Some retained a supply of prostitutes. Many
taverns had a rentable private room for the better-off to drink
wine, have meals, meet friends, gamble, do business, and hold
meetings of societies and clubs, especially political clubs. From
this beginning sprang private clubs such as the Blue Stocking Club
in 1750 and the Literary Club in 1764; Lloyd's for sale and
insurance of ships in 1771; and the stock exchange in 1773. The
Blue stocking Club was established by women who organized
conversational parties with guests of intellect and wit.

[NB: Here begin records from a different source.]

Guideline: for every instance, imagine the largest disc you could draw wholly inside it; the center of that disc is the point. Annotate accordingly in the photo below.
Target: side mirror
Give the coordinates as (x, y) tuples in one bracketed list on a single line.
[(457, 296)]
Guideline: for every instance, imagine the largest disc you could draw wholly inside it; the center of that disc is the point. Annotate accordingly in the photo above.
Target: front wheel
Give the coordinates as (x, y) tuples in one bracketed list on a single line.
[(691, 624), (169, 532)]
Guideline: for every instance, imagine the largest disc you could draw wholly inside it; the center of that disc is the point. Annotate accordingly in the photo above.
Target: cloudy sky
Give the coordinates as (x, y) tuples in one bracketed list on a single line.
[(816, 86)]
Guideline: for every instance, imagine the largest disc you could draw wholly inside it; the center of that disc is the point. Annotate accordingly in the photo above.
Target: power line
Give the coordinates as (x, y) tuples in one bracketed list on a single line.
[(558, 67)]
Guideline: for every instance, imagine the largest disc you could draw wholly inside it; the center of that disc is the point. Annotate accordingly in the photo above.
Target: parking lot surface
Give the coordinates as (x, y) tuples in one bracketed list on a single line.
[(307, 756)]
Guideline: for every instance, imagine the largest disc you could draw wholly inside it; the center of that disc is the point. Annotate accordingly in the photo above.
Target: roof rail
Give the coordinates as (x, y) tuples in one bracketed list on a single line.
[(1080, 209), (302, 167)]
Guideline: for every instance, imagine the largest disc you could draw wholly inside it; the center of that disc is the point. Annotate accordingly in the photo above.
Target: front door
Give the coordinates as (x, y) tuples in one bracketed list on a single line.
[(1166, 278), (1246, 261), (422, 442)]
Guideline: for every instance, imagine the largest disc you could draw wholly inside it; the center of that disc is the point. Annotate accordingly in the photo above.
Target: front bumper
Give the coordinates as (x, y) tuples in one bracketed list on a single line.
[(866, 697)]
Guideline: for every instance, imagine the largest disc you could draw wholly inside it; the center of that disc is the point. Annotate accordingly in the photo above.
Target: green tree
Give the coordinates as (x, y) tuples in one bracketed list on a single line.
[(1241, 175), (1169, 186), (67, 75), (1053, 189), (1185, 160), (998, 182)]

There was
opera, playhouses, concerts usually with Georg Handel's oratorios
such as The Messiah or the foreigners Bach and Haydn, tea-gardens,
fire works, balls, masquerades, wax works, beer shops, and bawdy
houses, except on Sunday. There were straight plays, comic operas,
and melodramas. Three-dimensional sets replaced the two-
dimensional backdrop. Plays containing thinly veiled satires on
politicians were becoming popular. Some plays had crude and
licentious material. Theaters still shared a close association
with brothels. Unlicensed theaters were closed down by a statute
of 1737, but most came to acquire patronage to get a license. This
shaped the development of drama in London for a century.
The Beggar's Opera depicting an immoral society unable to master
its bandits was written by John Gay as a powerful attack on a
government which most of London hated.